In a pit orchestra, it’s imperative to keep your eyes on the conductor at the end of every number. Unlike symphonies, operas and ballets require the conductor to coordinate very tightly with performers onstage. Ballet dancers need very specific tempi and musical flexibility. The conductor watches for what the dancers need onstage: do they need a little extra time to finish a lift? Did the dancer land earlier than usual? 

In traditional ballet repertoire, which can be extremely tightly choreographed to the music, experienced pit musicians will know to watch the conductor very closely at final cadences. Otherwise, it’s tempting to go on autopilot and end up playing in an empty hole in the music, when the conductor is pausing to coordinate the music with a final movement onstage. More-contemporary ballets may not be so tightly choreographed to the music in this way.

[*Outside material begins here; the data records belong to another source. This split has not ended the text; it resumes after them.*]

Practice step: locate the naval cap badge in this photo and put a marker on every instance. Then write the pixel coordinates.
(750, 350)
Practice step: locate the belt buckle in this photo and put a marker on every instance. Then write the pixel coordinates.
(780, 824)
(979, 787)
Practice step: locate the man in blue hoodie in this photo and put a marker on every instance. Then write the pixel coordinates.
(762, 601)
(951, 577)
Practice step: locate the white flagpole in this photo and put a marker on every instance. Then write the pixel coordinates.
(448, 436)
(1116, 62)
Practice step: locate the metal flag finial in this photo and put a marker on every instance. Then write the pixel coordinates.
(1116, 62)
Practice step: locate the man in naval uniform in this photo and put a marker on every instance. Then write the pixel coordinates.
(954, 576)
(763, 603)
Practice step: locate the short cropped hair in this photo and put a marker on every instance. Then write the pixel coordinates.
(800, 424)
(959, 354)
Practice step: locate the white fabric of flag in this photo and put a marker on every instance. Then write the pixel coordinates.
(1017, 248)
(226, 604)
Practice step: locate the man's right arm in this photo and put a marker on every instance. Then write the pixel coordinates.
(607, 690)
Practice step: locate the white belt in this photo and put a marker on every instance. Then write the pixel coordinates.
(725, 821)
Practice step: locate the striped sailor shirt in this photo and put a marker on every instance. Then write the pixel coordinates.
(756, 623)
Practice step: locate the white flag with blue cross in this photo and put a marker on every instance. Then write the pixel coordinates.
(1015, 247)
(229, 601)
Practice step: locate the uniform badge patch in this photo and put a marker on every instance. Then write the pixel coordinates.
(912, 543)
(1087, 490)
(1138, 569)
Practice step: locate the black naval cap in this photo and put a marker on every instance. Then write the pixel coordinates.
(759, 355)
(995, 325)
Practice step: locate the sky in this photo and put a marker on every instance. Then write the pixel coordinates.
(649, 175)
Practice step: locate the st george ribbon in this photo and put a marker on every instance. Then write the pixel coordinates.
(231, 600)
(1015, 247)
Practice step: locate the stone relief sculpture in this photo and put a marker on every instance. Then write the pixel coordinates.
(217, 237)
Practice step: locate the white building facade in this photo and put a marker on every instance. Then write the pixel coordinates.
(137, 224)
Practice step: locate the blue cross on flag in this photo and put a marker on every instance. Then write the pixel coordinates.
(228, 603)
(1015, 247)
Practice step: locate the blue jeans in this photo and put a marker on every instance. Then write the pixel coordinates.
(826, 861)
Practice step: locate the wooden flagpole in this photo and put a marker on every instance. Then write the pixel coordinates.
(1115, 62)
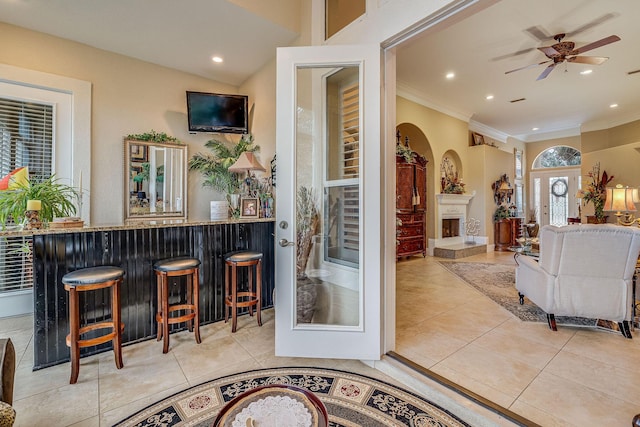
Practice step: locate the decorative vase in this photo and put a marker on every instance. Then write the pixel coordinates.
(592, 219)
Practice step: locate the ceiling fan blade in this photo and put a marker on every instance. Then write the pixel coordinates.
(528, 66)
(546, 71)
(538, 33)
(596, 44)
(511, 55)
(593, 60)
(549, 51)
(591, 24)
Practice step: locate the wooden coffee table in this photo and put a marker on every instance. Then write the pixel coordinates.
(275, 404)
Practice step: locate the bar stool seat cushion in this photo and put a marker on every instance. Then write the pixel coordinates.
(176, 264)
(243, 256)
(93, 275)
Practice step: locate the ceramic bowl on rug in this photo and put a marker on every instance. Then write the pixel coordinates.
(350, 399)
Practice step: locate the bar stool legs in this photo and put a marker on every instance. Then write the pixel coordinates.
(188, 267)
(89, 279)
(234, 298)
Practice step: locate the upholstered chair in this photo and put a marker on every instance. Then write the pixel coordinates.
(584, 271)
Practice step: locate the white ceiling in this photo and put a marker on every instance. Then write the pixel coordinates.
(185, 35)
(480, 49)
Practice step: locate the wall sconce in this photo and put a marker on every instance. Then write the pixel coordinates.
(621, 200)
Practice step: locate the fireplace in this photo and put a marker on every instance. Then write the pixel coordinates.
(450, 227)
(451, 217)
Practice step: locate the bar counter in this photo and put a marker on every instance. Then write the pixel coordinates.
(135, 247)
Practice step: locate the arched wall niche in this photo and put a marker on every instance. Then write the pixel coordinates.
(420, 144)
(450, 162)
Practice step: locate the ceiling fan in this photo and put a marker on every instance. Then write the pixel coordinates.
(566, 52)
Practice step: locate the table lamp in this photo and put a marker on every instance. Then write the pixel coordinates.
(619, 199)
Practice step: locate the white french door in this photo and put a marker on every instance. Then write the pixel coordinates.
(553, 195)
(328, 220)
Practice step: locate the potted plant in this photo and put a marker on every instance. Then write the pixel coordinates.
(215, 167)
(57, 200)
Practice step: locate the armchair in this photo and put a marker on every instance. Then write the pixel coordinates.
(584, 271)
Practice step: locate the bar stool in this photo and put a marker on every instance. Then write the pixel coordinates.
(234, 298)
(176, 267)
(90, 279)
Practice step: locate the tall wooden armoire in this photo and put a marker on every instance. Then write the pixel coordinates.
(411, 206)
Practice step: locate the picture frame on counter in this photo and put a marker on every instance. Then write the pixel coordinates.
(249, 207)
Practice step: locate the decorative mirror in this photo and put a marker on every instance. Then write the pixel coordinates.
(155, 180)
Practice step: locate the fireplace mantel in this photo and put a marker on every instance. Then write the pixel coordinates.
(454, 199)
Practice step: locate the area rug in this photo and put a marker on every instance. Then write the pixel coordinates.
(351, 400)
(498, 282)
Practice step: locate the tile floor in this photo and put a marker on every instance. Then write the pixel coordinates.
(568, 378)
(572, 377)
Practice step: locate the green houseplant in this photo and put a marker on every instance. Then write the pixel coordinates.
(57, 200)
(215, 167)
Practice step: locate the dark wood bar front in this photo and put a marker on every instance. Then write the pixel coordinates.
(135, 249)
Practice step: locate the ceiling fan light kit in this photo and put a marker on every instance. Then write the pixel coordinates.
(565, 51)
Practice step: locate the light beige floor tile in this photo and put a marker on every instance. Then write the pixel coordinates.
(62, 406)
(28, 382)
(113, 416)
(490, 393)
(607, 346)
(510, 376)
(209, 357)
(140, 377)
(576, 404)
(607, 377)
(512, 346)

As you gain experience, pit musicians will know when it’s important to stay particularly alert on the job.

Do you have a favorite ballet?

Yes! I love Prokofiev’s Romeo and Juliet and Cinderella. 

You also practice karate and you’re a salsa dancer! How do those activities mesh with your musical life?

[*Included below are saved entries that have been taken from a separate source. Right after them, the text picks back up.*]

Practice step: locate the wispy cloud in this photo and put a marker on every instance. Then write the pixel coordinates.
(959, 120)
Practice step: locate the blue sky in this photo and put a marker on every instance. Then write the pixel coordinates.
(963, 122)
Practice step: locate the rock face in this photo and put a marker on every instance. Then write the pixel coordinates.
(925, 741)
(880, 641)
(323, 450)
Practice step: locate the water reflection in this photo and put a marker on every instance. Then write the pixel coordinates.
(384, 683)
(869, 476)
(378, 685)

I started martial arts in 2017. I was never really a sporty or athletic person, and I only started exercising as a young adult. After years of fitness classes, I found myself tagging along with a friend to a karate class at a dojo. Initially, I felt out of my element and overwhelmed, but I found myself returning for the next class. After all, they had given me a free gi and white belt! I never stopped going—we’ve been training online during the pandemic—and it’s now been three and a half years.

My dojo has a lot of musicians and dancers, and we’re all very respectful of each other. The other students know I need to protect my hands! Martial arts training is not about punching and kicking; it’s about cultivating respect, discipline, courage, and perseverance. I love the training because it instills these values, which I also bring to my teaching as a violin educator.

Eight months after starting karate, I walked into the salsa studio next door, and I became a beginner salsa dancer.

That sounds brave!

My motto is “Feel the fear and do it anyway.” It’s the title of a book by Dr. Susan Jeffers that peak performance psychologist Dr. Don Greene assigned me to read. “Feel the fear and do it anyway” has helped me approach the violin—and life—with a sense of fearlessness. I apply it to performing, in the dojo during a belt exam, in dance class when I’m learning a new step. It also helped when I returned to St. John’s last year to become a first-time professor. As a full-time orchestral musician, I was accustomed to being obscured in a pit or in a sea of other orchestral musicians onstage. All of a sudden, I was standing in front of university violin students looking to me for direction. 

I also took this mentality while pivoting again during the pandemic. After my teaching contract ended, I ventured again into the unknown and turned myself into an online educator and entrepreneur. I now teach violinists exclusively online, and I’ll be leading my third Violin Bootcamp for advanced violinists between July 5 and August 28, 2021.